Ex-funcionário do Tesouro afirma que o grupo terrorista usa redes na Venezuela, Colômbia e Brasil para financiar atividades.

O Caucus do Senado dos Estados Unidos sobre Controle Internacional de Narcóticos realizou nesta terça-feira (21) uma audiência para examinar as operações de tráfico de drogas e lavagem de dinheiro do Hezbollah na América Latina. O depoimento principal foi prestado por Marshall Billingslea, ex-Secretário Adjunto para o Financiamento do Terrorismo e Crimes Financeiros do Tesouro americano, que afirmou que o grupo libanês “opera as atividades financeiras mais abrangentes e diversificadas de todos os tempos fora do Oriente Médio”.

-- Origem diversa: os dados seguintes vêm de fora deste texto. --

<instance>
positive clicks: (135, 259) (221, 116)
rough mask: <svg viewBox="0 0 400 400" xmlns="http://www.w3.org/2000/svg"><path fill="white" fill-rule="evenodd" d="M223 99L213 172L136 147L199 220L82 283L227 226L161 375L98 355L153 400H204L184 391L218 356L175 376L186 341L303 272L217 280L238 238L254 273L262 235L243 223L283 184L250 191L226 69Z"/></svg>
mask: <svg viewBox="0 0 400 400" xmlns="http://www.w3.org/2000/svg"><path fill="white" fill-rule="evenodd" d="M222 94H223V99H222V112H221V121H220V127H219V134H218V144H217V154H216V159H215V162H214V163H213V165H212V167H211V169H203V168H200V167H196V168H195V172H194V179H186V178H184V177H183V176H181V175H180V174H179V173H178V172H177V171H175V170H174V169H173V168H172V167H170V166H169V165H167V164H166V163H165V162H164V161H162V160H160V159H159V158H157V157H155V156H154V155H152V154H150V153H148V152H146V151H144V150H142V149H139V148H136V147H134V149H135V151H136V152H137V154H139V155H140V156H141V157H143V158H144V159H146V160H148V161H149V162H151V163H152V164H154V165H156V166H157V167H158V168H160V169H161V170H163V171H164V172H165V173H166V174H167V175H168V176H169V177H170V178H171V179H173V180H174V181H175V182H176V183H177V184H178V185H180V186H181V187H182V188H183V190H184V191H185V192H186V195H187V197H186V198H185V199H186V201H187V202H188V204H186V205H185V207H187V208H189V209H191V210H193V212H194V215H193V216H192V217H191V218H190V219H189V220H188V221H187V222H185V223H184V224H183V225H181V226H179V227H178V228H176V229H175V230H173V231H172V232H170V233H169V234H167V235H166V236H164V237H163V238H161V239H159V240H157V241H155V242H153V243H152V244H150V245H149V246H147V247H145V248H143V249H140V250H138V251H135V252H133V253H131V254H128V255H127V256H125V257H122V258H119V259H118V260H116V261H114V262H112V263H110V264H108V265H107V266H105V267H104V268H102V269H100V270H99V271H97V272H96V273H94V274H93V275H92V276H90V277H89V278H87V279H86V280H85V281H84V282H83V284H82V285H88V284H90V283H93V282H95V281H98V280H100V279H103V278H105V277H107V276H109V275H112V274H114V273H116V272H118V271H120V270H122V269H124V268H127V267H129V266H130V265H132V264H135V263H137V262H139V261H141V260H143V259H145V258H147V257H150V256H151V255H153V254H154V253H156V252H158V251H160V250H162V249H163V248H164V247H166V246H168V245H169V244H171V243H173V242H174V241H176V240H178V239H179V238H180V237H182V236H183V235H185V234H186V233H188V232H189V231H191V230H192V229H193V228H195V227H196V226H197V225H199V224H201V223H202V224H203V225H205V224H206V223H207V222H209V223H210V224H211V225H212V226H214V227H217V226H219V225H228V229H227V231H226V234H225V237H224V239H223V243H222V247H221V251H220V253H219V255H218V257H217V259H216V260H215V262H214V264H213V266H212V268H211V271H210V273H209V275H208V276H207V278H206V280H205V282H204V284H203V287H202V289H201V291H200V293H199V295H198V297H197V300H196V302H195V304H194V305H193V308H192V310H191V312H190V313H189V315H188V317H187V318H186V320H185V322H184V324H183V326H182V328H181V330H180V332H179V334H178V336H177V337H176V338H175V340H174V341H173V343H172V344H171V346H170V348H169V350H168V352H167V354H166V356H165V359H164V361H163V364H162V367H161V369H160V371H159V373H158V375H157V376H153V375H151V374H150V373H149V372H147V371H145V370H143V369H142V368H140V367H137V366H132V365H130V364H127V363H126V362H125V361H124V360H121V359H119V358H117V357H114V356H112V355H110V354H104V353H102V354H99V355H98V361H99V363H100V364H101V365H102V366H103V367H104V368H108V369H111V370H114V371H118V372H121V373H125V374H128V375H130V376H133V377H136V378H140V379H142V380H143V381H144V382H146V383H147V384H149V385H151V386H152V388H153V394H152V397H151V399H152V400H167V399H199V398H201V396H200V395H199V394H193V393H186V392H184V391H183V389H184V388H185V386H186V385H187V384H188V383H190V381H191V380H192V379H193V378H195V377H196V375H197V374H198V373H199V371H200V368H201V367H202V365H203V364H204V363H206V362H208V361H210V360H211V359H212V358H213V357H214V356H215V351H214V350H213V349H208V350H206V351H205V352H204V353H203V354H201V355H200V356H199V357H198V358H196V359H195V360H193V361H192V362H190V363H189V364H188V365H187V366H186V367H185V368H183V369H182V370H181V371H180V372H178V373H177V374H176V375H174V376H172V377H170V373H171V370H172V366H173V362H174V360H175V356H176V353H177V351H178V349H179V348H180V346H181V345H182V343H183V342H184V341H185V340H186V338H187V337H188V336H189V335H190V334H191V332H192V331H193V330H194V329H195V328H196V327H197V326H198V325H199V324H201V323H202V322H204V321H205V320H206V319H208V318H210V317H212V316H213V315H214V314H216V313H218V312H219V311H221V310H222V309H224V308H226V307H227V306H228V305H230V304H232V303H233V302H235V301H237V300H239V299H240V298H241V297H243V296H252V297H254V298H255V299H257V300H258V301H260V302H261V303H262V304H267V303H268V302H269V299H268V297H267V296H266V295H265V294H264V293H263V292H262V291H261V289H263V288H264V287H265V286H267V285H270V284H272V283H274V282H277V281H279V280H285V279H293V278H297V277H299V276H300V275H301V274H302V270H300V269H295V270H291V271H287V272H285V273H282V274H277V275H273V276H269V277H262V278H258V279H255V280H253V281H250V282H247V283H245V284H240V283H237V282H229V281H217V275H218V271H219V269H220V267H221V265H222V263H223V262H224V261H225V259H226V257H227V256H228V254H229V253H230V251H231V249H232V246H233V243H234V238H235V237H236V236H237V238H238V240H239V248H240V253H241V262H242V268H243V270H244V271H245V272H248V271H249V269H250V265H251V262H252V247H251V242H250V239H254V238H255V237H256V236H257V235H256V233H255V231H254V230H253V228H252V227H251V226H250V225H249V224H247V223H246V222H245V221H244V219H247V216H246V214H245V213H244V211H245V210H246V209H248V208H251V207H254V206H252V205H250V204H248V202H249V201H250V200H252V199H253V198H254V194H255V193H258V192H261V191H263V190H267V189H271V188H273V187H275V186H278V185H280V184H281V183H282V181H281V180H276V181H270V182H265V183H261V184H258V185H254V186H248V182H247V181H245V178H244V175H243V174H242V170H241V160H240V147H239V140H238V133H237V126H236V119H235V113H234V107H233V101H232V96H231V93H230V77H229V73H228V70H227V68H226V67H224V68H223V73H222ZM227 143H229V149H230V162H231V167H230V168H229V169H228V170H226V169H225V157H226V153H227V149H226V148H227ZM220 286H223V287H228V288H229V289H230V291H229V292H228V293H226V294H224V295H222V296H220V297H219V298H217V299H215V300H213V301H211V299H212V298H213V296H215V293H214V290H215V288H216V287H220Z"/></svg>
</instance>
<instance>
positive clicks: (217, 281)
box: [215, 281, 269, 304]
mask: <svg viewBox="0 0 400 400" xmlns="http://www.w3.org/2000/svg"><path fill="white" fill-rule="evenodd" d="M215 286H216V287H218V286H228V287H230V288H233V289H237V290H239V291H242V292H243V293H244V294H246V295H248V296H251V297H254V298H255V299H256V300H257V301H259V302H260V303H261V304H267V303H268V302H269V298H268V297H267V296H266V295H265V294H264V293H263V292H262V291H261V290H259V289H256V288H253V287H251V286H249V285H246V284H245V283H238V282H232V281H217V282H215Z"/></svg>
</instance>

Segundo Billingslea, o Hezbollah consolidou presença na região há décadas, aproveitando-se da “fraca governança local, corrupção e comunidades da diáspora simpáticas” para estabelecer células em países como Colômbia, Paraguai, Brasil e Venezuela. Ele lembrou que os primeiros atentados do grupo fora do Oriente Médio ocorreram na Argentina, com os ataques de 1992 e 1994 — este último, contra a AMIA, deixou 114 mortos.

“O Hezbollah está presente há muito tempo em nosso hemisfério. Suas primeiras cabeças de ponte foram na Colômbia e no Paraguai”, afirmou o ex-funcionário. “Com o tempo, esse modelo de negócio se expandiu para o Brasil.”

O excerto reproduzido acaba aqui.